John Brewer wrote in today with information about the musical culture of unreduced articles:
You might be interested to know that since at least the middle of the 1980's a usage has obtained among comparatively obscure bands usually playing in a style that revives the so-called "garage rock" of the mid '60's to use "Thee" rather than "The" in the name of the band. Thee Headcoats may have been the first prominent (within a small cult audience) example. A few minutes' Googling turns up Thee Hypnotics, Thee Minks, Thee Exciters (billed as "Southampton, England's answer to the White Stripes"), Thee Flying Dutchmen, Thee Lordly Serpents, and a number of others, along with a bar in San Francisco called Thee Parkside (www.theeparkside.com) where bands of that genre sometimes play live. In my limited experience, "Thee" is usually pronounced unreduced, like the second-person singular pronoun of the same spelling.
John also explains the origin of this meme: Thee Midnighters wanted to avoid brand confusion with The Midnighters:
My best guess is that the original inspiration for this usage was Thee Midniters, who came out of East L.A. circa 1964. (They may have recorded the first version of "Land of 1000 Dances," but you are more likely to have heard one of the subsequent versions by Cannibal and the Headhunters or Wilson Pickett.) I'm not aware of any other uses before the mid '80's revival, but I can't claim my knowledge is exhaustive. An interview with Little Willie G. of Thee Midniters (reproduced here: http://www.victoryoutreach.org/News/latimes.htm if you scroll down to the first article), says that they picked the distinctive spelling to avoid confusion with Hank Ballard and the Midnighters.

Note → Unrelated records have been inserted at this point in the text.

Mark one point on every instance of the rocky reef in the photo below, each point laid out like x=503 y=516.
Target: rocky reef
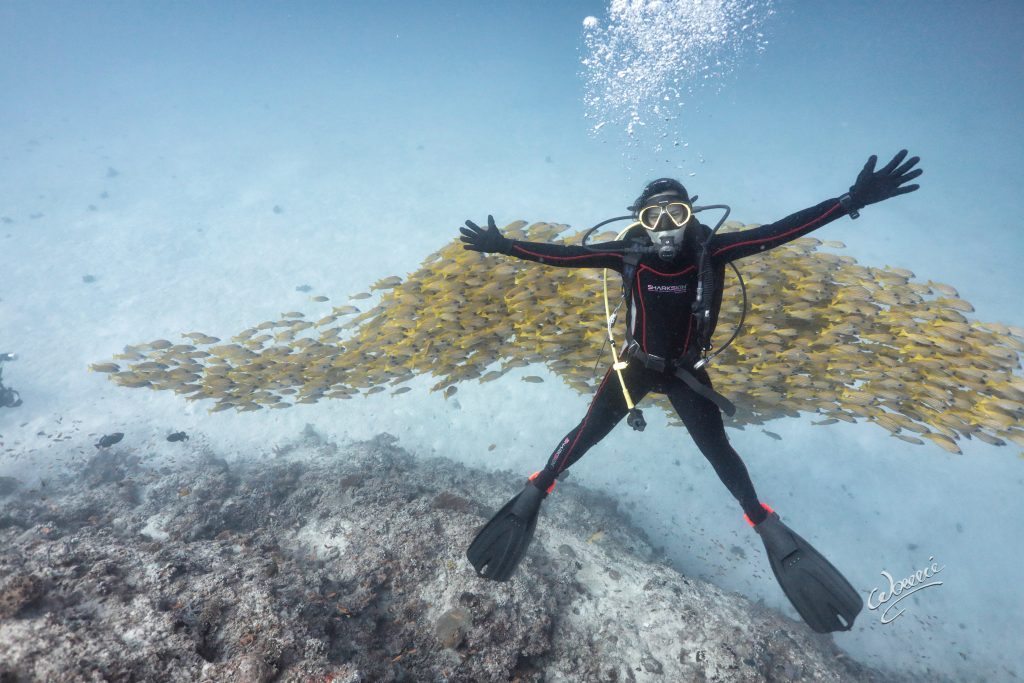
x=320 y=562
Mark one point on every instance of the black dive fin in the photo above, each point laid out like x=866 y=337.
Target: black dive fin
x=824 y=599
x=498 y=548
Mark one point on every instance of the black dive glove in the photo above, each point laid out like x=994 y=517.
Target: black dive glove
x=486 y=241
x=872 y=186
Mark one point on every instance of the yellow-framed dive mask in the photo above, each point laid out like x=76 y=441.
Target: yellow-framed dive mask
x=678 y=212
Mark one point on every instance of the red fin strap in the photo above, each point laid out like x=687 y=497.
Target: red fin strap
x=763 y=505
x=537 y=474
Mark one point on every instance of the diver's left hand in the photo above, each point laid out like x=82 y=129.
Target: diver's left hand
x=872 y=186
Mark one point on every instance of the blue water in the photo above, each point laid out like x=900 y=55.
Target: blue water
x=380 y=127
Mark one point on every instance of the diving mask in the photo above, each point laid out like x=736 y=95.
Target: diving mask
x=678 y=212
x=665 y=237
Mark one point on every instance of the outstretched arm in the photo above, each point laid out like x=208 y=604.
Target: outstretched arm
x=491 y=241
x=870 y=186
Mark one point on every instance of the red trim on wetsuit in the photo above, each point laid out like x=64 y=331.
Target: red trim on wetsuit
x=767 y=509
x=778 y=237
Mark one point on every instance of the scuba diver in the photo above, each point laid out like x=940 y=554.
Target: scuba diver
x=673 y=270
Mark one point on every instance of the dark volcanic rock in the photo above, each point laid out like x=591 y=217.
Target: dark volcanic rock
x=347 y=564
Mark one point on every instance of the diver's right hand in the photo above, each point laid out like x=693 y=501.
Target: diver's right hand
x=488 y=241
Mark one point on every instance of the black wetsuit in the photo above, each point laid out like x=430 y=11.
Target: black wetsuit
x=659 y=316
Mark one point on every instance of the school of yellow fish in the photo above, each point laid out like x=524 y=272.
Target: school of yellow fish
x=823 y=335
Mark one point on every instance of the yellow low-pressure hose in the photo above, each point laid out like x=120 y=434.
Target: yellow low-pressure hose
x=616 y=365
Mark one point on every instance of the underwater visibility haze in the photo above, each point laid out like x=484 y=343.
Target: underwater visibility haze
x=279 y=274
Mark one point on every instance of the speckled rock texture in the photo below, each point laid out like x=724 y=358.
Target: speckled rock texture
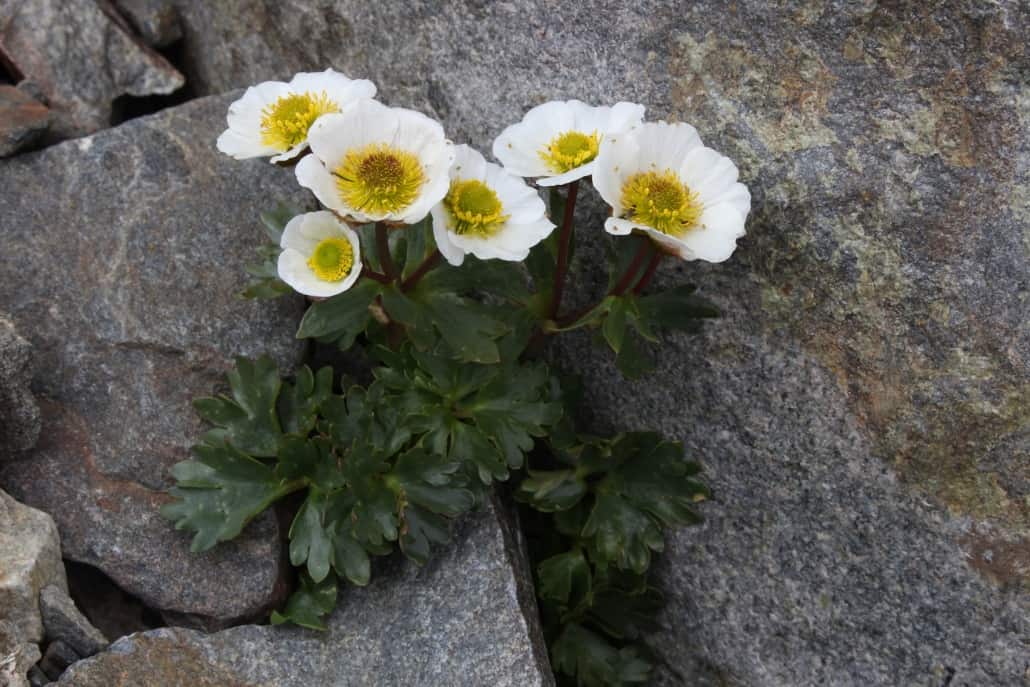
x=20 y=420
x=23 y=119
x=864 y=406
x=81 y=58
x=30 y=560
x=124 y=270
x=466 y=619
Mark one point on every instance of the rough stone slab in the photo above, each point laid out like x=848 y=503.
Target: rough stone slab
x=81 y=60
x=65 y=622
x=464 y=620
x=20 y=420
x=124 y=269
x=886 y=264
x=18 y=657
x=22 y=119
x=156 y=21
x=30 y=559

Finally, it seems that there's at least one other subculture of "thee":
A similar usage is often employed by Psychic TV and affiliated persons or entities in the titles of albums and songs (e.g. "Beyond Thee Infinite Beat"); I'm not sure why -- they really don't fit in with the garage rock scene, and also tend to use "ov" instead of "of." It appears to have something to do with an occult belief in the "magickal power of language." See http://www.topy.net/faq.html.
David Beaver tells us about a band that elevates the ordinary definite article orthography to full nounhood:
...somewhere I have an LP by The The, or the The The as I like to call them when I meet someone as minutiae minded as me and need to start an argument.
But their newsletter-style website ("This is the The day"), as well the logo sprinkled around their pages (at right), suggests that it's really "the The" or conceivably "the the The". Right?
[Update: Cameron Majidi emailed
I've always thought that the main reason for this (aside from garage-rock tradition) was to ensure that the band's records would be alphabetized under T.Also worth bringing up in this context is the most outrageous such band name: Thee Michelle Gun Elephant. TMGE were the best Japanese rock band of the 90s. (I understand they broke up within the past couple of years.) They also had the silliest name of any Japanese rock band, and standards of silliness run very high in the J-Rock scene.
A friend who lives in Tokyo was able to give me the scoop on the name. Evidently they'd intended to name themselves Machine Gun Etiquette, after the classic 1979 album by The Damned. But due to a classic bit of bilingual mondegreenism, they ended up as Michelle Gun Elephant. This story doesn't explain how the "Thee" got tacked on to the beginning, but they probably admired bands such as Thee Headcoats, and figured that's how the cool kids do it.
OK, now I need to know: how many other band names are Mondegreens?]
[Update: Joe Gordon points out that Nick Leggatt's Origins of Band Names page says that "Prefab Sprout" may be a mondegreen for "pepper sprout" (but also maybe not), and that Aerosmith "may or may not have taken their name from the 1925 novel by Sinclair Lewis 'Arrowsmith'" (thought that would be more of an eggcorn than a mondegreen, even if true). Joe also points to this other band name page, which seems to be larger but is not so easy to search. However, on the first page I read that CKY is not (as I might have thought) from Cocke-Kasami-Younger (as the parsing algorithm is), nor from "Charlotte Katia York" (as an earlier item had claimed) but rather from Camp Kill Yourself... ]
[Update 10/10/2006 (yes, really!) -- J. Alexander writes:
Re: your July 27 (my birthday, coincidentally. And yes, you did need to know that) 2005 post on Language Log, I've found a band from some time between 1963 and 1966 called "Thee". Unfortunately my only source is the blog post here (third track). If you're still interested in this it might be worth checking around for in your secret linguist societies or whatever it is you have. :)
And thanks for that post, that phenomenon had been bugging me for a while.